In some ways, La Negra has been years in the making. Raised in Boston, Suarez has bomba literally in her blood: members of her family hail from Loíza, and she’s seen the dance performed many times, almost always outside in the dirt of somebody’s yard. By the time she got to Yale, “I was interested in telling stories that reflected me,” including a play on the Movement For Black Lives that she produced her senior year of high school.

But when she started writing, it wasn’t clear to her what exactly the script for La Negra wanted to be.

“It went through many different drafts in the beginning,” she said. “It was an old love story. Then it was tied to my family.” But it never felt quite right.

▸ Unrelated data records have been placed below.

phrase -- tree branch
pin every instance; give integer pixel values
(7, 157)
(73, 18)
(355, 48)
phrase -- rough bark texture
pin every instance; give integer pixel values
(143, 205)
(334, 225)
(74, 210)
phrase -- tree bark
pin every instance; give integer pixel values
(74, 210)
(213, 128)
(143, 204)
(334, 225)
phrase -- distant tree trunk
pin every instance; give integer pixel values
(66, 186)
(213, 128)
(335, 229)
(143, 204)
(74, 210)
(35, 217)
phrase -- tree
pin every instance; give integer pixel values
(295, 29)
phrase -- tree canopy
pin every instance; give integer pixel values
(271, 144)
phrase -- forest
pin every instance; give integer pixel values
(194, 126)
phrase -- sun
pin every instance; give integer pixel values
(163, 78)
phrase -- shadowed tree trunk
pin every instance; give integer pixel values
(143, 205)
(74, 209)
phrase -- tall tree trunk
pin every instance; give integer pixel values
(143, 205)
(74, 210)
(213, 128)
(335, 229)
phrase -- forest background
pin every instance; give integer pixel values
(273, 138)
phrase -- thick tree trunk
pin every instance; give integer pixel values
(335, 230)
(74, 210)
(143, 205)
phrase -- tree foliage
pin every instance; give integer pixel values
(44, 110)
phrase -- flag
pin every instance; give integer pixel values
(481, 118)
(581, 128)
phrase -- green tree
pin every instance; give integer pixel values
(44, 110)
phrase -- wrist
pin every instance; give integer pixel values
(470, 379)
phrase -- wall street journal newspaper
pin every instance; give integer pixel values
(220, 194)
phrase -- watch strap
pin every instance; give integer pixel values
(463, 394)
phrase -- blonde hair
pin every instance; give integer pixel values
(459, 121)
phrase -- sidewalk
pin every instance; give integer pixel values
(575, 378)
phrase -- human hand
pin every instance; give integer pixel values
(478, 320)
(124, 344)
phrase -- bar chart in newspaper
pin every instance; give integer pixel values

This February, she brought together members of Despierta Boricua at Yale and the Yale Black Women’s Coalition for a bomba workshop led by Movimiento Cultural. It was the first time she had met the group, which performs bomba in New Haven and also teaches each week at the Blatchley Avenue Police Substation in Fair Haven. She recalled standing in the workshop, held inside a university building, and starting to cry because she had never seen it performed in an institutional context before.

“I'd only seen bomba performed in a dirt front yard,” she said. “And I realized it could be another piece of home that I brought into this space.”

Last summer, Suarez was able to travel to Puerto Rico, where she spent time speaking to the artist and oral historian Samuel Lind. In his histories, she found the voice of the show: four women who stretched from the sixteenth century to the present, proposing a better way forward with every footfall. When she returned and continued working on the musical, she brought performers back to Movimiento Cultural to work with the group. 

Suarez has soared this respect: La Negra shows that, as one character says, “the power of bomba is to be whole. To be human. To be free.” As dancers fill the stage, they bind Afro-Boricua storytelling, histories of diaspora, women’s liberation and Yale’s own past and present. There’s almost no set and intimate lighting, but a series of projections do the trick, particularly moving as they enter very recent territory with footage from the “Ricky Renuncia” protests that filled the streets earlier this year.

Suarez has also done her research: the pumping heart of this show is Loíza, but it is also New Haven. La Negra has no soul without Castillo, and little sound without Kevin Diaz and the members of Movimiento Cultural. As they cycle in and out of the batey, dancers seem to know it: they lock eyes with Diaz and other members of the group, magnetic as they play off of each other.

As it comes alive in Hopper College, the musical also feels like fate. Before Thursday’s opening night performance, Movimiento Cultural member and New Havener Kica Matos took the stage, giving a quick history of ex-Calhoun College—so named after a white supremacist to attract Southern students to Yale—to the smashed dining hall window, community protests and final acts of civil disobedience that led Yale to rename the building to Hopper College in February 2017.

The new name refers to Grace Murray Hopper, a computer scientist, engineer and naval officer who graduated with both a master’s and doctoral degree from Yale in the 1930s. For Matos, La Negra is a much-needed continuation of that renaming that echoes from Puerto Rico to Connecticut and back. 

“Tonight, we reclaim this space,” she said.